Je l’accompagne ensuite de pièce en pièce, au fil de ses paroles. Elle veut me montrer beaucoup de choses, m’en donner d’autres, et me demande parfois mon aide pour des petites tâches. J’ai l’impression d’écouter une grand-mère que je n’ai pas connue, d’être sa petite-fille à qui elle raconterait une énième fois les mêmes histoires de famille alors que je les découvre pourtant à l’instant. Je vis ses joies mais aussi ses peines, et un thème plus sombre se dessine d’indice en indice : atteinte de la maladie d’Alzheimer, elle est très consciente de sa propre fin tout en étant face à l’inconnu. Lucide, elle me parle des dispositions qu’elle pense prendre.

L’appartement est aménagé jusque dans les moindre détails – chaque titre de livre, chaque meuble, chaque décoration construit le personnage de Blanche. J’ai ressenti une grande impression de familiarité tant les pièces semblaient vivantes, avec de nombreux objets laissés comme en cours d’utilisation – jeux, livres, ustensiles de cuisine, boîtes de thés. Et pourtant, c’est aussi une sorte d’arrêt sur image constant : les pièces sont immobiles, vides de vie humaine, excepté les trois nôtres et la présence silencieuse d’une invitée supplémentaire qui remet les choses en place après notre passage. C’est nous, en tant que spectateur.rices, qui peuplons cet appartement, et pourtant nous nous en savons étrangement détaché.es, petites âmes venues d’un temps autre que celui de Blanche.

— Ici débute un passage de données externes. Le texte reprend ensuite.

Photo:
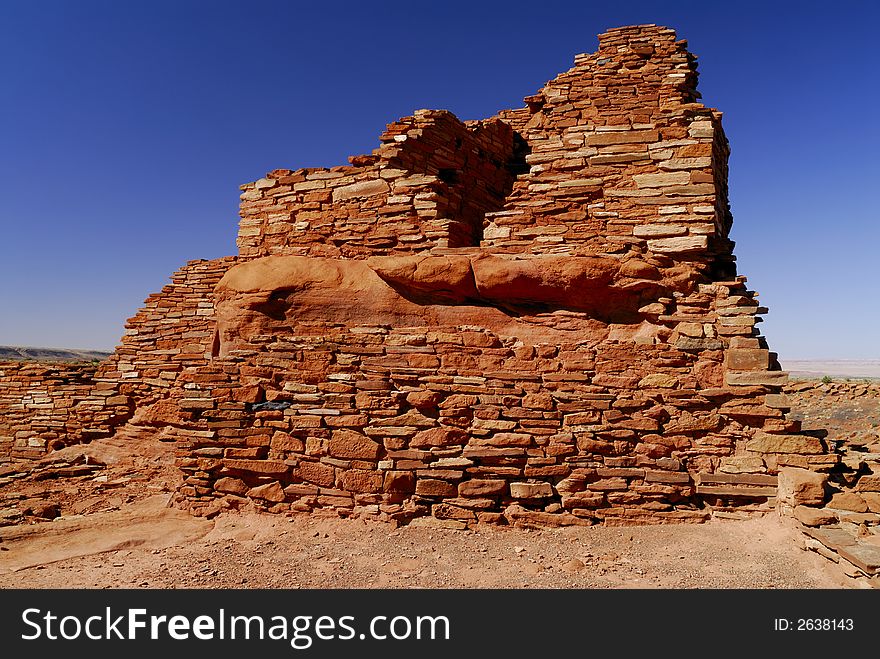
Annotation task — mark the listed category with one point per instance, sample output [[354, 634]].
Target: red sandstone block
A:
[[435, 488], [482, 488], [747, 359], [361, 481], [316, 472], [269, 467], [347, 444]]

Contrairement à certains autres spectacles « avec casques » dans lesquels ceux-ci, bien que connectés, tendent à éloigner le.a spectateur.rice d’une sensation de communauté en l’isolant des autres, ici, on a bien conscience dès le début de n’être pas nombreux.ses mais on se rapproche d’autant plus. Les trois personnes ne suivent pas le même parcours mais vivent des expériences similaires et surtout construisent ensemble les scènes : guidé.es par Blanche au creux de l’oreille, chacun.e place son mot au scrabble, sert le vin à l’apéro, inspire l’autre à se lever pour regarder un objet. La synchronisation des trois audios est si fine que nous nous croisons parfois à peine, avant de nous retrouver une pièce plus loin pour une sorte de « scène d’ensemble ». La beauté de ce spectacle réside enfin dans sa capacité à favoriser l’échange et l’ouverture : à la fin de l’expérience, nous avons tout d’abord retrouvé le metteur en scène et la scénographe, avec qui nous avons pu discuter très librement, poser de nombreuses questions et partager nos expériences. À la sortie enfin, j’ai eu la chance de pouvoir rencontrer mes deux co-participantes, avec qui la conversation a été particulièrement agréable, drôle et émouvante, tant nous avions ce soir été habituées à partager les réflexions les plus intimes sans gêne ni barrière. Humainement comme techniquement, ce spectacle est capable de toucher et connecter des spectateur.rices différent.es tout en sensibilisant à des thèmes importants.